Se comprende que la distancia social tiene sentido como medida transitoria en una situación de emergencia. Pero si, como dicen los expertos, hemos de aprender a vivir con el virus, el mensaje subliminal de mantener la distancia puede dejar su huella en la psique incluso cuando se disponga de la vacuna. Y es un mensaje que no favorece la cohesión social.

La cooperación social exige confianza, más allá del círculo estrecho de la familia o de los amigos íntimos. Para trabajar, comerciar o aprender hay que abrirse a desconocidos, con un riesgo calculado. Hay que ver al otro como un posible aliado, no como un peligro que mantener a raya.

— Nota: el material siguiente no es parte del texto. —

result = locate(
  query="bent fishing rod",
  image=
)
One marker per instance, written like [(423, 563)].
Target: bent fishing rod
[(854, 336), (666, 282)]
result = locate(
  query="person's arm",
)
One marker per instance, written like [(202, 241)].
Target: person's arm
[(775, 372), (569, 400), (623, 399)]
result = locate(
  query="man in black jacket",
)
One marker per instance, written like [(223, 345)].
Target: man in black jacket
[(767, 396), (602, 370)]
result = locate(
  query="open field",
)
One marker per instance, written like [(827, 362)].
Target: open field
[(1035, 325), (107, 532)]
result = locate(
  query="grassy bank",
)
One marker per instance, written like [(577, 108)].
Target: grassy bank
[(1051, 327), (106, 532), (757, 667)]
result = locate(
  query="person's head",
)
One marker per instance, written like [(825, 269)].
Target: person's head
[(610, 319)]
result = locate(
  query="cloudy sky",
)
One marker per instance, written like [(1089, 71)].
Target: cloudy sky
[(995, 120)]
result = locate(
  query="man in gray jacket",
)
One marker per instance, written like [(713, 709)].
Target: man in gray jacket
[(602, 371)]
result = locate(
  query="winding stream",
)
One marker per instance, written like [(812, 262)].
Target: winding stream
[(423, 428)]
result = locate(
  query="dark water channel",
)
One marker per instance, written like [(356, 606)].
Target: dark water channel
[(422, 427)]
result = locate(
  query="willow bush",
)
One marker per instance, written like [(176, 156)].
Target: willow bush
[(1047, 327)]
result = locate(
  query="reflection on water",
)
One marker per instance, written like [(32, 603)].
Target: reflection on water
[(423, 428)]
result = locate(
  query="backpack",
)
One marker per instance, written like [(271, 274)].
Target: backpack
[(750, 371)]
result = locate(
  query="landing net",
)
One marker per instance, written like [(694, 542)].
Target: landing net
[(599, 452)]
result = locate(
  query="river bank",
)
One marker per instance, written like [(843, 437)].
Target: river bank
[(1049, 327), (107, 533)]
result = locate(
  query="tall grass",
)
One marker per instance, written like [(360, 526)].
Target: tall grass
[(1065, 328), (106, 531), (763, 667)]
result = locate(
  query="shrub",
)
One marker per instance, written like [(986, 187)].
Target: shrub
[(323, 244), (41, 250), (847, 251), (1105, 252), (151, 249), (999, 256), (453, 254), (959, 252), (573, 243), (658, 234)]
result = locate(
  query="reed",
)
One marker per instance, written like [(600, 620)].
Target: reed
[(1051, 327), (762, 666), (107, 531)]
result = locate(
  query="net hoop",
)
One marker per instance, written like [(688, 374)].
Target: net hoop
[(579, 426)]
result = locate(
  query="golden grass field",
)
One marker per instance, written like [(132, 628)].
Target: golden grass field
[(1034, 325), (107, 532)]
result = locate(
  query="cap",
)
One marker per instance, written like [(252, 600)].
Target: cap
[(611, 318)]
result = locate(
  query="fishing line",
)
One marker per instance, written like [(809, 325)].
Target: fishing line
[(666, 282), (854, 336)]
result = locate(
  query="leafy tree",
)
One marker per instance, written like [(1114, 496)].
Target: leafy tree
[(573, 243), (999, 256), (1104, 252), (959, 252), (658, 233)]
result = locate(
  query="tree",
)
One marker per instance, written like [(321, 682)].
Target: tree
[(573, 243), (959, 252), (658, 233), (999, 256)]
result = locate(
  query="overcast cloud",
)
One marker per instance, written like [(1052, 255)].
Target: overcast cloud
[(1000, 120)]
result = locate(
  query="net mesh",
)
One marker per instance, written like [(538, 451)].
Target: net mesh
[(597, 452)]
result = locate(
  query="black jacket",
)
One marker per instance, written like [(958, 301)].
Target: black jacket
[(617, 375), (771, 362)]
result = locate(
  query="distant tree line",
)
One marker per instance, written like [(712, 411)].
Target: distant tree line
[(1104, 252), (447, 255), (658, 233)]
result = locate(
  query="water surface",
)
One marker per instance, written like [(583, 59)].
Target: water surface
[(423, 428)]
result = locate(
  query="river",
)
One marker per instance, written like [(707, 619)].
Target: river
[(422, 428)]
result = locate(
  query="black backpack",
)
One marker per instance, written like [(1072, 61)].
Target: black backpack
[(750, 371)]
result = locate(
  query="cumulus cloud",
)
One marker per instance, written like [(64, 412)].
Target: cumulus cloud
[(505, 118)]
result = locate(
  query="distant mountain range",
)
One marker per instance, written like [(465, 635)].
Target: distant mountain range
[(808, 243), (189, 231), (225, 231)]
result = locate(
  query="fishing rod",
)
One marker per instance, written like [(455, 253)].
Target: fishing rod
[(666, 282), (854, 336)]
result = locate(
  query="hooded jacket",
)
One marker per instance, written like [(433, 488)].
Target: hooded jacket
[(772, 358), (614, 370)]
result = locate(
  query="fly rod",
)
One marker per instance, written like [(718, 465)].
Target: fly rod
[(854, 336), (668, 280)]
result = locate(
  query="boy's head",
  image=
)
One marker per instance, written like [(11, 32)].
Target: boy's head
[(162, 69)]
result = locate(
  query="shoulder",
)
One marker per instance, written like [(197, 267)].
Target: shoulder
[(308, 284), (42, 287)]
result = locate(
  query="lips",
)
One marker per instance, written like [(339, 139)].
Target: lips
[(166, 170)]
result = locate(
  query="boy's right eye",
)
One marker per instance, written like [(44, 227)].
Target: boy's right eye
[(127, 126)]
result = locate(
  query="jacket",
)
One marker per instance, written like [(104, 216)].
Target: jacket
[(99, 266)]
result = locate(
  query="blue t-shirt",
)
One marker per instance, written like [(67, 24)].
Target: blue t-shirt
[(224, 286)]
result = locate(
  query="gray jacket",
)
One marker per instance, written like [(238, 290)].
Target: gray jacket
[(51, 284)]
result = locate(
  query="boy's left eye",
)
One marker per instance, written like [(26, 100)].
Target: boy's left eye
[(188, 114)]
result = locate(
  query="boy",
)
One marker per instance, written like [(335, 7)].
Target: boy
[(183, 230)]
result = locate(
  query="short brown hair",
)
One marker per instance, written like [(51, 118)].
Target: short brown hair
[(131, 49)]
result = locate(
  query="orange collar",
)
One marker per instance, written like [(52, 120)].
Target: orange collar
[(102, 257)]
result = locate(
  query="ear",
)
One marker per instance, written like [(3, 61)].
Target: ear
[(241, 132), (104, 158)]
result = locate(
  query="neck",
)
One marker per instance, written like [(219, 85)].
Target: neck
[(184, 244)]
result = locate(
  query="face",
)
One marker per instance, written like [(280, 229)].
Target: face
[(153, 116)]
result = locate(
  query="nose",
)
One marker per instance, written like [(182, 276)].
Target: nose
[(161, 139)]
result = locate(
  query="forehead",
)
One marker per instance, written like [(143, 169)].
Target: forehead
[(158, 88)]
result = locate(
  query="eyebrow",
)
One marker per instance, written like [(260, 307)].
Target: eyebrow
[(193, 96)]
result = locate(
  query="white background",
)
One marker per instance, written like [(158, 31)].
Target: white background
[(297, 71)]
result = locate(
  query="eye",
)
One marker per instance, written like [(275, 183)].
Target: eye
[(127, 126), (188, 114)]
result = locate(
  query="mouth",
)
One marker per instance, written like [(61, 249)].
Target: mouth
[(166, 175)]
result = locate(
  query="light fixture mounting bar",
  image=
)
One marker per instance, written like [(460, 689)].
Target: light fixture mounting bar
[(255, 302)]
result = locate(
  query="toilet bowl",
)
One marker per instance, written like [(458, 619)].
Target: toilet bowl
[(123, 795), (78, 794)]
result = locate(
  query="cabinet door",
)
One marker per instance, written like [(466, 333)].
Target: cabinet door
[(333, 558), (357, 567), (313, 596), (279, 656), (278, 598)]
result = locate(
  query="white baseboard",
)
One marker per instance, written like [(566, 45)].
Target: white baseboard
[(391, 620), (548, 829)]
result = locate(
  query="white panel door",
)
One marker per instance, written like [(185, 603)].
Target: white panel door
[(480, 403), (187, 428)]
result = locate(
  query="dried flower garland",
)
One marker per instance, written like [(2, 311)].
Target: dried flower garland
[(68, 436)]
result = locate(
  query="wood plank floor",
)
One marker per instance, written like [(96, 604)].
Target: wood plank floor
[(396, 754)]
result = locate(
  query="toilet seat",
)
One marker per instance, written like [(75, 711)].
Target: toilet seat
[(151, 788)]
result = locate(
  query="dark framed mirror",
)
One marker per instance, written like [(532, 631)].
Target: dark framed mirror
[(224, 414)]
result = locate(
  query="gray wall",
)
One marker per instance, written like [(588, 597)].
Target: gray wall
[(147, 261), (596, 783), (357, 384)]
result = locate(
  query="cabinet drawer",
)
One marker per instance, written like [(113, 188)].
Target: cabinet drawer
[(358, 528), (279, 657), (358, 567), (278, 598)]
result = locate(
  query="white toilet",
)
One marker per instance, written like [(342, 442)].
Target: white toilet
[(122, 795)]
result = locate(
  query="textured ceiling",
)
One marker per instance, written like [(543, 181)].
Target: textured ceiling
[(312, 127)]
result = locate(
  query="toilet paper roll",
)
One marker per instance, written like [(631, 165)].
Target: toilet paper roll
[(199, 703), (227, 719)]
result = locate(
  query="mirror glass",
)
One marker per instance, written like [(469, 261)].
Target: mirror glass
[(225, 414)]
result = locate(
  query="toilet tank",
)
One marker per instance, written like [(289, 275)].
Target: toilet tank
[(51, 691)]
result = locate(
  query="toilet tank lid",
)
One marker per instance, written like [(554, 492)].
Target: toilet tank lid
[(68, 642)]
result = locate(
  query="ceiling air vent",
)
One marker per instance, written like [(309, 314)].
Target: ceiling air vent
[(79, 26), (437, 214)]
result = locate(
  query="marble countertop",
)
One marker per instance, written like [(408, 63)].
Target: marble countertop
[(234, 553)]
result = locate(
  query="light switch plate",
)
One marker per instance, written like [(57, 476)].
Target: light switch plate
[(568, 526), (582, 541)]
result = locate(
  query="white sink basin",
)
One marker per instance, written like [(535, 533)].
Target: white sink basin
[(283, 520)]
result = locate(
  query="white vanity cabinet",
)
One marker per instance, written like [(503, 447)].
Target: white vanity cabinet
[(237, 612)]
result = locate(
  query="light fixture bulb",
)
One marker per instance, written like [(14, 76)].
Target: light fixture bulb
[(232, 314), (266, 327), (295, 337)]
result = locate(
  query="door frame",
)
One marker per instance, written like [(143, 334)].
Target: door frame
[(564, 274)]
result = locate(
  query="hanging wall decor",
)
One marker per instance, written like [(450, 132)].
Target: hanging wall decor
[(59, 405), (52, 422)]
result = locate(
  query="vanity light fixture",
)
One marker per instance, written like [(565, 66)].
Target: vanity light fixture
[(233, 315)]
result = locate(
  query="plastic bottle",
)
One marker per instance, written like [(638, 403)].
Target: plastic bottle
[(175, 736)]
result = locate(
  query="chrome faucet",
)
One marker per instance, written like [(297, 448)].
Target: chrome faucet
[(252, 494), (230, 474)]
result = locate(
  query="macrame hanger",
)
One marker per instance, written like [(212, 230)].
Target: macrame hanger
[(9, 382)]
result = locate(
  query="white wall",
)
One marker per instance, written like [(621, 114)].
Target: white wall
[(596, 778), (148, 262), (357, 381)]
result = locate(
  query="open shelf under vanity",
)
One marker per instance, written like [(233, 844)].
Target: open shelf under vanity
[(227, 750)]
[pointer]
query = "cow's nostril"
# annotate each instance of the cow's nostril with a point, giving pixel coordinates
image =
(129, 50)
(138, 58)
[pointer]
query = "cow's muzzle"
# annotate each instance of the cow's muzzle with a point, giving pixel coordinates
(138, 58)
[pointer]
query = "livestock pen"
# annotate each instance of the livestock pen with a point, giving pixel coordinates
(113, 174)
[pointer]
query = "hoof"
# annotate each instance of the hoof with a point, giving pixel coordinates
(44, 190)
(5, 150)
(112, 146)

El distanciamiento social se ve hoy favorecido por la tecnología que permite unas relaciones contactless, donde las pantallas sustituyen al cara a cara. Si ya antes el peligro era que los mensajes suplantaran a la conversación, y la mirada a la pantalla del móvil desplazara la atención a las personas del entorno, con el confinamiento puede haberse agravado esta dependencia. Teletrabajo en vez de relaciones de oficina, compras online sin ir al comercio, consultas médicas virtuales, clases no presenciales, ocio privado sin fusión en bares, cines o conciertos, y hasta porno como sucedáneo de sexo.

Todo esto agudiza la pérdida de capital social, un fenómeno que se arrastra desde hace tiempo como desveló el sociólogo Robert Putnam en su célebre título Bowling Alone. La cohesión social exige contacto humano en boleras y en bares, en iglesias y en parques, conversar para conocer los puntos de vista y las necesidades de otros, compartir actividades y hacer planes juntos. Para que haya democracia hace falta un demos activo.

Ya la crisis económica del 2008 había dejado como secuela un crecimiento de la desigualdad social, con una clase media en regresión. Ha aumentado la distancia socioeconómica que se manifiesta en burbujas sociales separadas en la vivienda, en la escuela, en el ocio, en el tipo de trabajos y hasta en la información recibida. La distancia entre personas ha crecido sin necesidad de promoverla. Ahora se nos dice que evitar el contacto con otros seres humanos es un signo de solidaridad.

No debemos desdeñar las precauciones razonables, pero propugnar la separación como ideal tiene también sus costes sociales. Probablemente, la abuela que está en una residencia prefiere correr el riesgo de ver a sus nietos antes que ser abandonada a una soledad crónica.

A medida que se aflojan las medidas de confinamiento, la vida social va recobrando espacios y la gente vuelve a las terrazas, a los parques, a las reuniones de amigos, con ansias de recuperar lo perdido. Es un signo de buena salud social. Lo peligroso sería que un motivo sanitario transitorio se convirtiera en un signo de civismo en la así llamada nueva normalidad.